There was a mixed reaction to new proposals for the former Eastway site at an open meeting in Stratford last night.
This was the first time that the plans for the London VeloPark, which were designed in collaboration between the Olympic Development Authority (ODA), the Olympic Park Legacy Company (OPLC), Sport England and British Cycling, had gone on show to the public.
The road circuit is based on an earlier scheme developed by the ODA, which was developed alongside the Eastway Users’ Group.
Despite changes to the west and south ends of the track from the original proposals, the reaction was generally positive and supportive.

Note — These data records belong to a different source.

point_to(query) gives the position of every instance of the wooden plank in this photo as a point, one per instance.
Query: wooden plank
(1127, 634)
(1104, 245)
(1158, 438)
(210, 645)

Mike Taylor, of Hopkins Architects, admitted that some issues – for example the run off areas – still need to finalised, but that much of the plans have come from the earlier consented ODA scheme.
The proposals for the one-mile road circuit centered around the Velodrome
A rocky pathway
The main concerns among those in the audience related to the BMX circuit, and in particular a pathway which crosses diagonally through the track.
Michael Humphreys, chair of the Eastway Users’ Group, stated that the path had not been show on plans that were presented to EUG on September 1, but had then appeared on the proposals at a meeting some three weeks later.
A dialogue with the Planning Authority’s head confirmed that the requirement for such public access had been made clear in August. Those behind the designs said that public accessibility had to be considered when coming up with the plans.
The BMX trails (blue, red and black lines) along with the controversial plans for public access (red dotted line)
Jessica Gavaghan from the OPLC said: “We knew we needed to provide a connection, we didn’t know it needed to be a diagonal at that stage. It wasn’t intentionally hidden.”
Taylor added: “You either have a path, or you move people around outside the park and the inside is purely cycling. This a merger of the two schools of thought. Where that line (path) sits – that becomes a point of debate.
“On one level you have people walking around the outside, cycling has all of the space and it’s no longer an accessible park. The other option is to have it diagonal and have a 50-50 split. Clearly there are reconcilable differences on this issue.”
Further to the public meeting, comments can be sent it via email to email@example.com by November 11.
The public will also have the chance to comment on the planning application once it is submitted towards the end of the year.